Österreichs Regierung hat mit einem Ministerratsbeschluß den Rating-Agenturen das Signal gegeben, daß das Land gewillt sei, die mit den anderen EU-Staaten vereinbarten Einsparungen und nachhaltigen Reformen auch wirklich umzusetzen. Um dies mit aller Deutlichkeit darzustellen, wollte die SPÖ-ÖVP-Koalition diese sogenannte "Schuldenbremse" in den Verfassungsrang erheben.
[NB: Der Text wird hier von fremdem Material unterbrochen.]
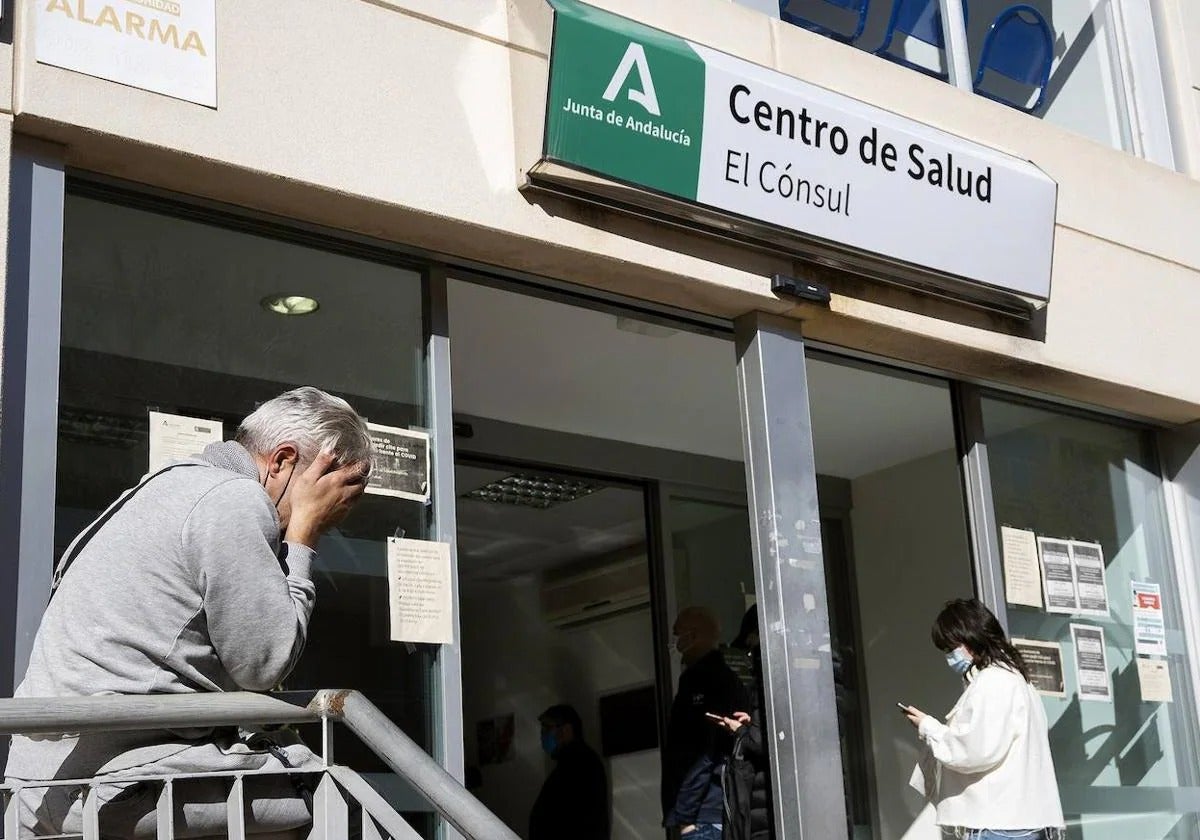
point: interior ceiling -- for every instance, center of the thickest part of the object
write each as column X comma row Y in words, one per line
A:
column 499, row 541
column 156, row 288
column 550, row 365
Die Ensthaftigkeit des Vorhabens wäre durch einen Parlamentsbeschluß mit der notwendigen Zweidrittelmehrheit bewiesen.

Bis zuletzt rangen Bundeskanzler Werner Faymann (SPÖ) und Vizekanzler und Außenminister Michael Spindelegger (ÖVP) bei den Oppositionsparteien FPÖ, BZÖ und Grüne um eine Zustimmung, doch nur das BZÖ ließ verlauten, man würde noch einmal darüber nachdenken und am heutigen Montag (05.12.) die getroffene Entscheidung bekanntgeben. Nun ließ BZÖ-Chef Josef Bucher verlauten, seine Partei würde nun doch nicht zustimmen. Das BZÖ habe, so Bucher, im Jahr 2009 erstmals eine Schuldenbremse im Nationalrat beantragt, denn es sei für sie wichtig, dass Schuldenmachen unter Strafe gestellt werde. Denn es sei notwendig, dass die Regierenden ihre Verantwortung ernst nähmen, damit die nächsten Generationen nicht belastet und deren Spielräume eingeengt würden. Leider habe er, Bucher, den Eindruck gewonnen, dass SPÖ und ÖVP gar kein Interesse hätten, das Schuldenmachen zu beenden. Denn die ÖVP sei die Rekordschuldenpartei Nummer 1 und werde das auch bleiben. Er habe daher kein Vertrauen in die Ankündigungen der Bundesregierung, daß sie wirklich Schulden abbauen möchte und daß sie das Land reformieren möchte. Daher habe er dem BZÖ-Parteivorstand mitgeteilt, daß es ein Nein des BZÖ zu dieser rot-schwarzen Schuldenbremse geben werde.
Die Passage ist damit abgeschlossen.